[PATCH] D45321: [atomics] Fix runtime calls for misaligned atomics

Mon Jun 18 11:52:03 PDT 2018

efriedma added a comment.

Did a bit more research into the GNU libatomic behavior.  As far as I can tell, my initial assessment was correct: libatomic never uses unaligned atomic operations.  However, it uses a trick which makes this a little complicated to test: it promotes small atomic operations to pointer size before performing the alignment check.  So, for example, libatomic supports lock-free operations with size=3, depending on the input pointer.  (On x86, it still only promotes up to pointer size, even though larger lock-free atomics are available; not sure why.)

================
Comment at: compiler-rt/lib/builtins/atomic.c:193
+      type tmp = 0;\
+      *((type*)dest) = __c11_atomic_compare_exchange_weak((_Atomic(type)*)src, &tmp, 0, model, model);\
+    }\
----------------
t.p.northover wrote:
> efriedma wrote:
> > efriedma wrote:
> > > Isn't the return value of `__c11_atomic_compare_exchange_weak` the success boolean?
> > > 
> > > Even with that fixed, though, this is UB because you're violating the alignment rules for `_Atomic`.  It might appear to emit the right code for now, but it's a ticking time bomb because the compiler could optimize the "cmpxchg" to a "mov" (since you're not actually modifying the memory on success).
> > > 
> > > The "right" way to do this is to use `__atomic_load` on a pointer to an unligned type.  Granted, clang currently doesn't lower that to the sequence you want (instead it generates a libcall to `__atomic_load_4`).
> > (Or, of course, you could implement this with inline assembly, if you can't get the compiler to emit the sequence you want.)
> > Isn't the return value of __c11_atomic_compare_exchange_weak the success boolean?
> 
> Oops, yes. I'll fix that.
> 
> > Even with that fixed, though, this is UB because you're violating the alignment rules for _Atomic.
> 
> Oh yes, it's definitely really dodgy.

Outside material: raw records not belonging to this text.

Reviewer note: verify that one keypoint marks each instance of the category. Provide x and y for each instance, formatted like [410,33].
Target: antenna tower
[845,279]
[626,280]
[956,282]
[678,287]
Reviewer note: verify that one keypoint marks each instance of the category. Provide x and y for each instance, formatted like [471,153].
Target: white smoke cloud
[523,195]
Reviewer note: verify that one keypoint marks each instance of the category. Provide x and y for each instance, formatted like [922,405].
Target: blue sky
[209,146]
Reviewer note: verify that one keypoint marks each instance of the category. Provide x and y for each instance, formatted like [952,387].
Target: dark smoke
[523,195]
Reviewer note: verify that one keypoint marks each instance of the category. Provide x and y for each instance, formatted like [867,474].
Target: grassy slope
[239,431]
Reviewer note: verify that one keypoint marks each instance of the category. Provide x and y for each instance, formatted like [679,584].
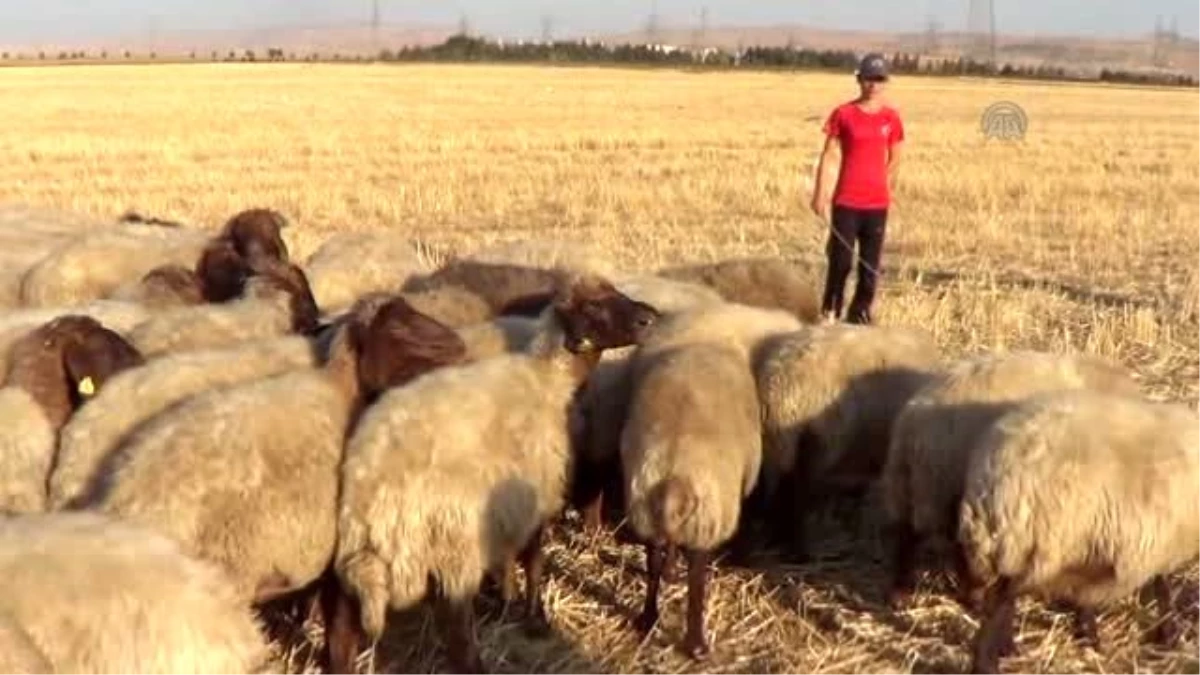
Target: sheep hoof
[645,622]
[1168,633]
[696,649]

As part of the implementation I think compiler-rt gets some kind of latitude to know about Clang's implementation details there though. It's impossible to implement std::vector without UB for example, but libc++ keeps chugging along anyway.
> 
> > It might appear to emit the right code for now, but it's a ticking time bomb because the compiler could optimize the "cmpxchg" to a "mov" (since you're not actually modifying the memory on success).
> 
> I don't think it could (ignoring the whole UB => nasal demons thing). The mov would not do an atomic load, which would render the return value potentially invalid. A cmpxchg still needs to return a valid previous value even if memory is not modified.
> 
> It could potentially modify it to an atomic load and then back into a call to `__atomic_load_4` though (assuming it inserted the correct barriers, which might not be possible for a cmpxchg release).
> 
> > The "right" way to do this is to use `__atomic_load` on a pointer to an unligned type. Granted, clang currently doesn't lower that to the sequence you want (instead it generates a libcall to `__atomic_load_4`).
> 
> Yes. And even if there was a way to get Clang to generate the desired IR LLVM doesn't do the right thing with it either (it calls `__atomic_load`).
> 
> Inline assembly is an option, but even for just x86 it's significantly uglier because of the whole amd64 vs x86, cmpxchg16b thing.
> The mov would not do an atomic load, which would render the return value potentially invalid. A cmpxchg still needs to return a valid previous value even if memory is not modified.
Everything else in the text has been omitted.